Mais le nouveau chef des travaillistes, soutenu par la gauche du parti, et notamment les syndicats, une fois la victoire acquise, s’est empressé de dire que cela ne provoquerait pas un virage à gauche, opérant un recentrage immédiat. La tentation centriste a toutes les chances de rester forte dans la mesure où elle a permis au parti de remporter trois élections consécutives. En Allemagne, le SPD se dirige timidement vers l’instauration d’un salaire minimum.
Les mauvaises leçons de la crise
En fait, le manque d’attrait de la gauche est parfaitement compréhensible. Les citoyens ne parviennent pas à voir de différences notables avec la droite. Les deux camps ont accompagné la politique de déréglementation et la droite dénonce aujourd’hui aussi vigoureusement que la gauche les excès du capitalisme. Et du coup, les peuples ont du mal à saisir la différence d’interprétation de la crise ou à voir des différences dans les solutions préconisées.
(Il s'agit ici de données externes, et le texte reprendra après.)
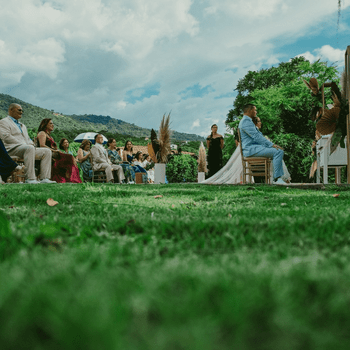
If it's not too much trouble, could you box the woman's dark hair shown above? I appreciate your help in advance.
[124,140,133,152]
[58,139,69,151]
[38,118,52,132]
[107,137,115,147]
[79,140,91,149]
[135,151,142,161]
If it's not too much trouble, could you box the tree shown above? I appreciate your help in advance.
[226,57,339,182]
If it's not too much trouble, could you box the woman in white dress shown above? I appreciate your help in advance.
[201,117,291,184]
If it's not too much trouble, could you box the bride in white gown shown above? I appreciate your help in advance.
[201,117,291,184]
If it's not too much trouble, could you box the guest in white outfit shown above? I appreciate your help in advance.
[0,103,56,184]
[91,134,125,183]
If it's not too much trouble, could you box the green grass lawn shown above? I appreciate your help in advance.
[0,184,350,350]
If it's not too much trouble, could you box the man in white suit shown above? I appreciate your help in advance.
[0,103,56,184]
[91,134,125,183]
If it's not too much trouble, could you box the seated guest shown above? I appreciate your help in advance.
[0,103,55,184]
[123,140,148,183]
[77,140,92,182]
[238,104,286,185]
[37,118,81,183]
[91,134,125,183]
[58,139,82,183]
[107,138,135,183]
[133,151,149,183]
[123,140,134,163]
[0,139,17,184]
[142,154,154,183]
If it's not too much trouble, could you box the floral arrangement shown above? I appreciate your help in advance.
[304,72,349,154]
[304,75,349,178]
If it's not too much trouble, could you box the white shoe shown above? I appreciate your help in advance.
[26,179,40,185]
[40,179,57,184]
[273,177,288,186]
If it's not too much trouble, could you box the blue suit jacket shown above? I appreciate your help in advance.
[238,115,273,157]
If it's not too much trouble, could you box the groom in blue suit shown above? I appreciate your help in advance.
[238,104,287,185]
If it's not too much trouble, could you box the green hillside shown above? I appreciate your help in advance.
[0,94,204,141]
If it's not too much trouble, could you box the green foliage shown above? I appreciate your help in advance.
[226,57,339,182]
[174,141,201,155]
[273,134,316,182]
[166,154,198,183]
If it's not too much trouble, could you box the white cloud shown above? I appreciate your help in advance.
[296,45,345,67]
[191,119,201,129]
[0,0,350,136]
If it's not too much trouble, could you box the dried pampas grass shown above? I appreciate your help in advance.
[340,70,349,99]
[158,113,172,163]
[198,142,208,173]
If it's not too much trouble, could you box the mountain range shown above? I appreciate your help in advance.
[0,94,205,141]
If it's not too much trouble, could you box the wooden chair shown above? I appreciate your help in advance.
[237,128,271,184]
[90,153,118,183]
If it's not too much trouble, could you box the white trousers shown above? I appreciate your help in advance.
[101,163,125,183]
[8,145,52,180]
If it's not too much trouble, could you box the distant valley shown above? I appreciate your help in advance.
[0,94,204,141]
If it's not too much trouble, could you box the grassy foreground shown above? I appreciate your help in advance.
[0,184,350,350]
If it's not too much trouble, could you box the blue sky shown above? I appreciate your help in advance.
[0,0,350,136]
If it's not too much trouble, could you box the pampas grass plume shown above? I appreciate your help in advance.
[198,142,208,173]
[158,113,172,163]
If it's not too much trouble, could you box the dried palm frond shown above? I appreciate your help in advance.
[316,107,340,135]
[151,129,159,154]
[309,160,317,179]
[332,92,341,107]
[158,113,172,163]
[309,78,320,95]
[198,142,208,173]
[340,70,349,98]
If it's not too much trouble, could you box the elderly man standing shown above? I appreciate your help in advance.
[91,134,125,183]
[0,103,56,184]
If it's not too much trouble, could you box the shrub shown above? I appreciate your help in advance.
[166,154,198,183]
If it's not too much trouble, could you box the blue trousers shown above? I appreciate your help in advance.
[0,139,17,181]
[251,147,284,179]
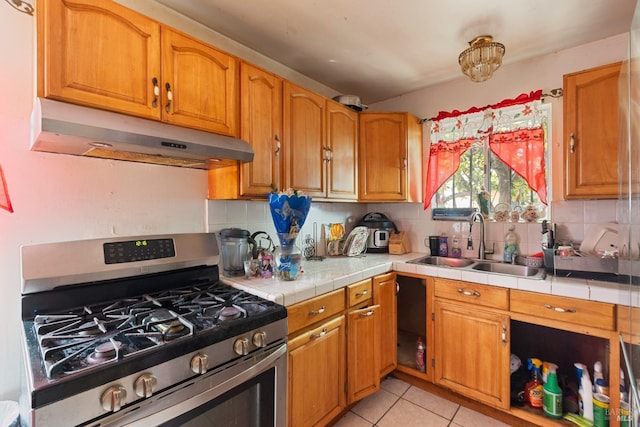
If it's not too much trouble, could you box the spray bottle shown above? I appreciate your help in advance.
[574,363,593,421]
[542,362,562,418]
[524,357,542,408]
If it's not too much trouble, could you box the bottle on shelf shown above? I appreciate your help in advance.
[524,357,542,408]
[574,363,593,421]
[503,225,518,264]
[416,337,426,372]
[542,362,562,418]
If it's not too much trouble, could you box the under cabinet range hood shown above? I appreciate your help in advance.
[31,98,253,169]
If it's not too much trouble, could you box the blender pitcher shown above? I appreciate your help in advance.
[220,228,257,277]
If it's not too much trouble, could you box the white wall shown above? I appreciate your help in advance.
[0,0,626,400]
[0,0,336,400]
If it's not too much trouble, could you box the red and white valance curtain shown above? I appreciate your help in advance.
[424,90,547,209]
[0,166,13,212]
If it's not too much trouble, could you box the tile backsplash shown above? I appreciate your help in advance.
[206,200,617,259]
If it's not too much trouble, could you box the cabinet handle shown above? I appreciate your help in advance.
[569,132,576,154]
[164,83,173,113]
[544,304,576,313]
[273,135,280,156]
[458,288,480,297]
[151,77,160,108]
[309,305,327,316]
[310,328,327,340]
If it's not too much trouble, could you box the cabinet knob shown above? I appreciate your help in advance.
[133,374,158,397]
[544,304,576,313]
[309,305,327,316]
[190,353,209,374]
[151,77,160,108]
[569,132,576,154]
[100,385,127,412]
[164,83,173,113]
[311,328,327,340]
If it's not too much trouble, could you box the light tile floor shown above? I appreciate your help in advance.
[334,377,508,427]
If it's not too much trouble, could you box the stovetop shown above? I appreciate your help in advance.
[27,282,279,380]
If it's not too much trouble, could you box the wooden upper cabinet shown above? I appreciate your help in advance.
[358,112,422,202]
[325,100,358,200]
[37,0,161,119]
[283,81,328,198]
[240,62,283,196]
[160,27,238,136]
[563,62,622,199]
[38,0,238,136]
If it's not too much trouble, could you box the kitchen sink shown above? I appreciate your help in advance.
[407,256,474,267]
[407,255,547,280]
[471,262,545,278]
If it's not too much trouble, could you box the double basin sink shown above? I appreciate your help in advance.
[407,256,546,280]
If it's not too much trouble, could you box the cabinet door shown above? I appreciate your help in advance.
[434,300,510,409]
[347,305,380,404]
[359,113,407,201]
[161,27,238,136]
[37,0,161,119]
[373,273,398,377]
[240,62,282,196]
[283,82,327,197]
[327,100,358,200]
[564,62,621,199]
[288,316,346,426]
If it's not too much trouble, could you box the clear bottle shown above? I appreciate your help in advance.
[503,225,518,264]
[416,337,426,372]
[451,234,462,258]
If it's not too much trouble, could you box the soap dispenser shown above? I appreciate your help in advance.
[503,225,518,264]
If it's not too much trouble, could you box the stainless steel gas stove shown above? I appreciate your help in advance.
[21,233,287,426]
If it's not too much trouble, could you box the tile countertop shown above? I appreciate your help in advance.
[221,252,640,307]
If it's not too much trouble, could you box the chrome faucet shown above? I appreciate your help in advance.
[467,212,494,259]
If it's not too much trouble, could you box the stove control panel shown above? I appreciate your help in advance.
[103,239,176,264]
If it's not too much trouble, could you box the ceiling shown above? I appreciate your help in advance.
[156,0,636,104]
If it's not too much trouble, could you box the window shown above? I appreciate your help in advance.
[425,92,551,222]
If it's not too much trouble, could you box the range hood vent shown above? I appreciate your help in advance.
[31,98,253,169]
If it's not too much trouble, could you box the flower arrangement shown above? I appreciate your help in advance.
[267,188,311,280]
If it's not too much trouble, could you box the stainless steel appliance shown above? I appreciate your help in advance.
[220,228,258,277]
[21,233,287,427]
[31,98,254,169]
[357,212,398,252]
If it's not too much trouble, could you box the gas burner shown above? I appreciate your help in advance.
[218,305,242,322]
[87,339,122,364]
[142,308,188,340]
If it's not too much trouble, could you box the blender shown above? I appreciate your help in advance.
[220,228,257,277]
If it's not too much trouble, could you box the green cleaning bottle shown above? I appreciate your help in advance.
[542,363,562,418]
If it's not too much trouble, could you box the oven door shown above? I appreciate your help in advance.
[99,342,287,427]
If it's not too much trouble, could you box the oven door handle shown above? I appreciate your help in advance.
[120,343,287,427]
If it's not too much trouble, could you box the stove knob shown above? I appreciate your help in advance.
[233,338,249,356]
[133,374,158,397]
[100,385,127,412]
[252,331,267,347]
[191,353,209,374]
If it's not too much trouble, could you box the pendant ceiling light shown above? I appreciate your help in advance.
[458,36,504,82]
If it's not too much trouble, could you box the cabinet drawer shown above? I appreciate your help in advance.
[347,279,372,307]
[435,279,509,310]
[511,290,615,330]
[287,289,345,334]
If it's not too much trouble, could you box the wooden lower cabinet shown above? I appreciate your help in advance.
[288,316,347,427]
[434,299,510,409]
[373,273,398,377]
[347,305,380,404]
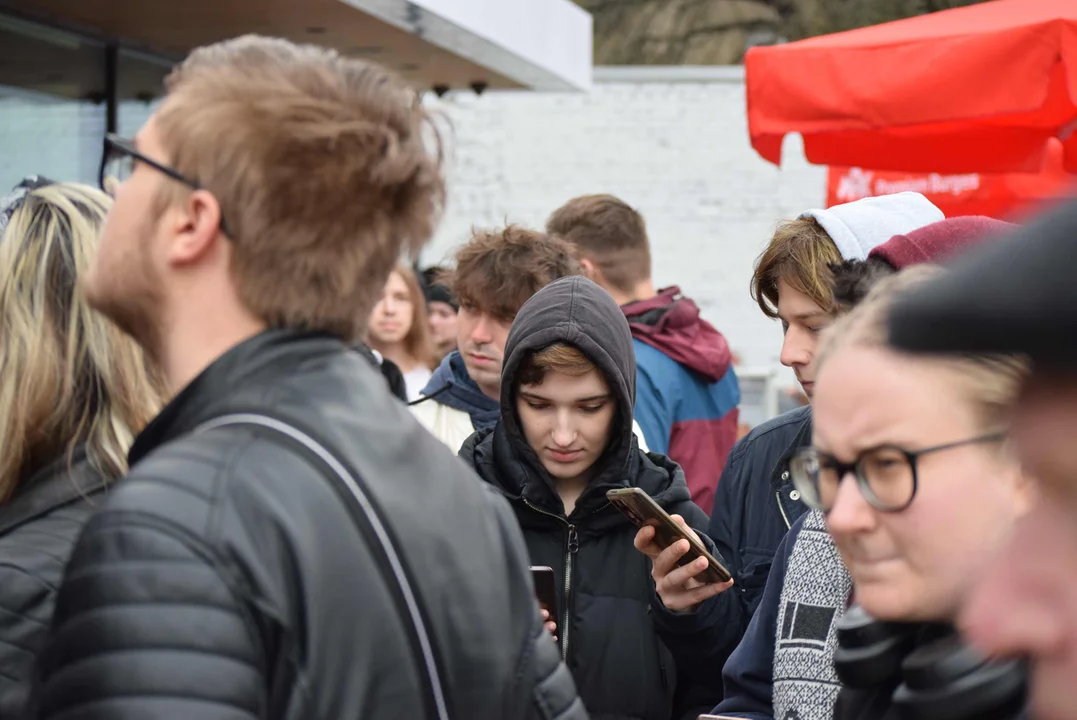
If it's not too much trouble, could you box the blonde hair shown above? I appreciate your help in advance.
[155,36,445,341]
[816,265,1029,429]
[372,263,438,370]
[0,183,160,503]
[516,342,597,385]
[752,217,841,319]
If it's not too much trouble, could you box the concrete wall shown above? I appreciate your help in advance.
[423,67,826,384]
[0,67,825,396]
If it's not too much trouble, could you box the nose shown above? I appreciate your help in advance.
[826,472,876,540]
[960,509,1068,658]
[471,313,493,345]
[553,411,576,448]
[778,325,815,367]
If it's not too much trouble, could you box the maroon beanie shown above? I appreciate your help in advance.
[868,215,1017,270]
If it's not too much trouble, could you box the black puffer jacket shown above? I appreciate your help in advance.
[0,449,104,720]
[41,330,585,720]
[460,277,707,720]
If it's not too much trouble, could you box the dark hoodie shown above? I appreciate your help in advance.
[623,287,740,508]
[412,350,501,430]
[460,277,728,720]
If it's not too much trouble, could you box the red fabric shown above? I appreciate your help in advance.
[669,408,740,514]
[621,286,732,382]
[868,215,1017,270]
[826,140,1073,220]
[744,0,1077,172]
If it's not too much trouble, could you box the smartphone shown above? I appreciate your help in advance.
[531,565,559,622]
[606,488,732,583]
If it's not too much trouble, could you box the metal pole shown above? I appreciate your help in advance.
[104,43,120,132]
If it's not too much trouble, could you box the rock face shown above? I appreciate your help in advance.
[574,0,983,65]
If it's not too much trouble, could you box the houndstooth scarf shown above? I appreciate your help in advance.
[773,510,852,720]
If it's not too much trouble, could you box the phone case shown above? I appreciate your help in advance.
[606,488,732,583]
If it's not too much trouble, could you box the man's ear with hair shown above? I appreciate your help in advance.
[166,190,225,266]
[579,257,605,287]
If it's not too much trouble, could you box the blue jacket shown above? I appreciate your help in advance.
[621,286,740,510]
[650,407,811,705]
[713,520,803,720]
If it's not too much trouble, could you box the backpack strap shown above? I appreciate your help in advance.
[195,412,450,720]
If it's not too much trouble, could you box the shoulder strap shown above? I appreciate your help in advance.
[195,412,449,720]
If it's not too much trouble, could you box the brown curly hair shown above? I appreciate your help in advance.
[445,225,581,322]
[155,36,445,341]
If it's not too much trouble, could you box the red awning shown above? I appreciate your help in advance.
[826,141,1074,221]
[744,0,1077,173]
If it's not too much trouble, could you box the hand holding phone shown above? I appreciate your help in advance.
[531,565,557,640]
[606,488,732,611]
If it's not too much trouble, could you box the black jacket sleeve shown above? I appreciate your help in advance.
[490,490,587,720]
[37,509,266,720]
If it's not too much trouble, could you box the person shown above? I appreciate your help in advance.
[367,263,436,400]
[637,193,942,707]
[796,268,1034,720]
[715,217,1012,718]
[546,195,740,509]
[38,36,586,720]
[411,225,579,452]
[460,277,728,720]
[0,177,160,718]
[352,340,408,403]
[421,266,460,362]
[890,201,1077,720]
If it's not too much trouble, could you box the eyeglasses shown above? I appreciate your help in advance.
[97,132,228,235]
[789,433,1006,512]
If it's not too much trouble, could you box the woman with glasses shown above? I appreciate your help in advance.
[715,268,1032,720]
[0,178,159,719]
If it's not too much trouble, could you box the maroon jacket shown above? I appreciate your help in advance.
[621,287,740,511]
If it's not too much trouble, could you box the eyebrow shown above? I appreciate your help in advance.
[520,390,613,403]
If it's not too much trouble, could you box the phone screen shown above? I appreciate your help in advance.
[531,566,558,622]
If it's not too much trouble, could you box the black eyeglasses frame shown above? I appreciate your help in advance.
[97,132,230,237]
[789,432,1006,512]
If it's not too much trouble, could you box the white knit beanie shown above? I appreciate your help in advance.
[797,193,946,260]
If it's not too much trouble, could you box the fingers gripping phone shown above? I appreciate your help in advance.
[606,488,732,583]
[531,565,560,622]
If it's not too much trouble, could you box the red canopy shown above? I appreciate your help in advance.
[744,0,1077,173]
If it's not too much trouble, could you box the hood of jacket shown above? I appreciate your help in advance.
[460,276,689,522]
[0,446,106,536]
[621,286,732,382]
[420,350,501,429]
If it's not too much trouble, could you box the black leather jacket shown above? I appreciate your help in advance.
[41,330,586,720]
[0,450,104,720]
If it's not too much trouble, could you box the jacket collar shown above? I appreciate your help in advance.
[0,446,104,535]
[770,410,811,491]
[127,329,344,466]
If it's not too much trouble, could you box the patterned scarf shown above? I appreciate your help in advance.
[773,510,852,720]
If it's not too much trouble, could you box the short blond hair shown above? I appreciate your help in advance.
[156,36,445,341]
[752,217,841,317]
[517,342,597,385]
[816,265,1029,429]
[0,183,162,503]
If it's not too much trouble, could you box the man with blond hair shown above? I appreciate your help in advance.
[39,36,585,720]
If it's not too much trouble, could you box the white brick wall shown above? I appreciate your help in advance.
[423,68,826,384]
[0,68,825,383]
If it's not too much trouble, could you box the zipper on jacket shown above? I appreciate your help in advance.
[561,525,579,663]
[774,490,793,530]
[522,497,581,663]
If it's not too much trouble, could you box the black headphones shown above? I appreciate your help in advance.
[834,605,1027,720]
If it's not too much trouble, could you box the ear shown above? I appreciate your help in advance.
[1009,460,1039,518]
[168,190,225,266]
[579,257,602,285]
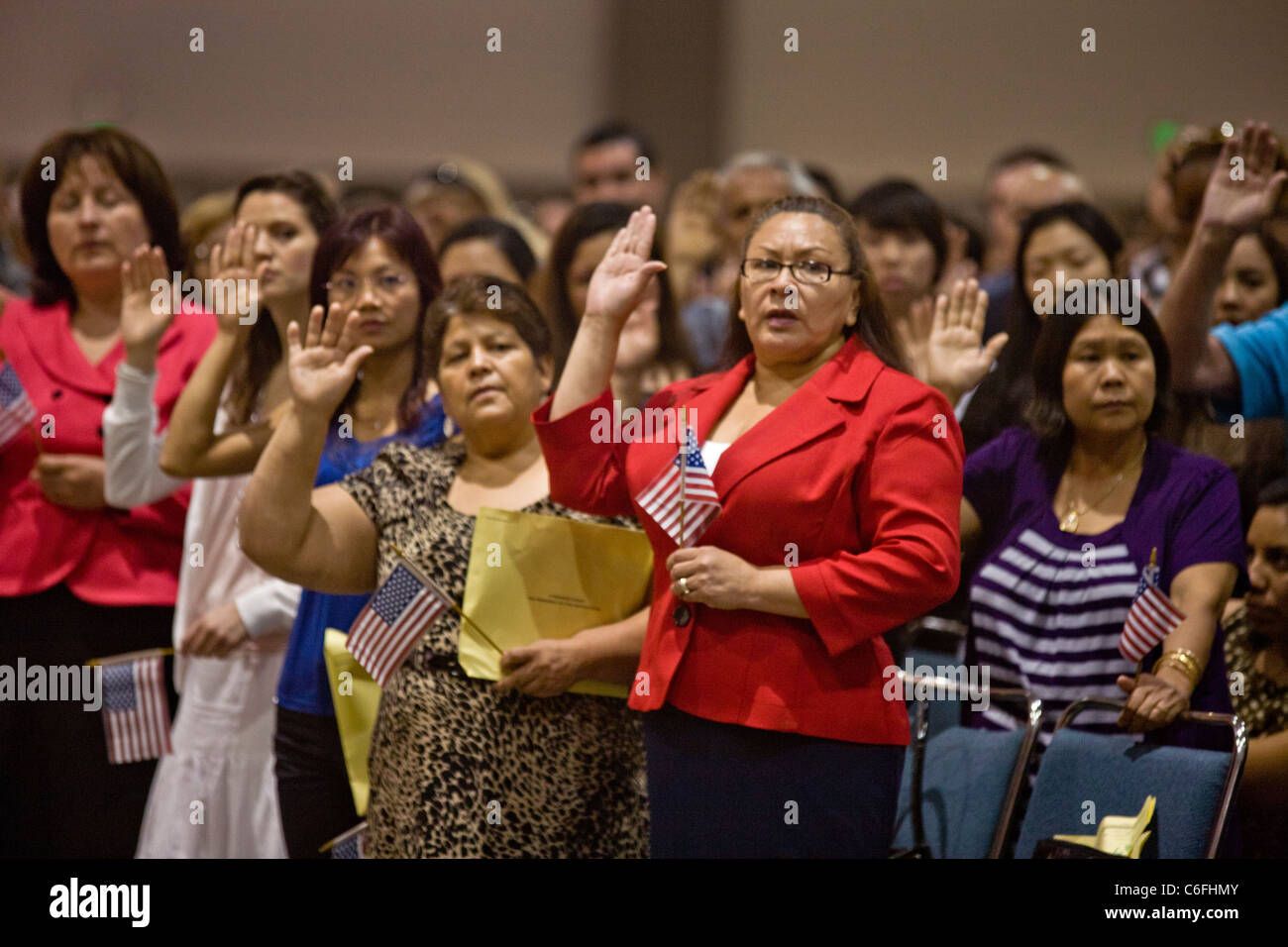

Car ce qui est frappant en Grande-Bretagne et en Allemagne (comme en France), c’est l’absence d’explication systémique à la crise et de solutions structurelles de la part de la gauche. La social-démocratie croît dur comme fer au libre-échange (le protectionnisme étant souvent vu comme un produit du nationalisme), à l’indépendance des banques centrales ou au fait de confier aux banquiers le soin de mettre en place leur réglementation…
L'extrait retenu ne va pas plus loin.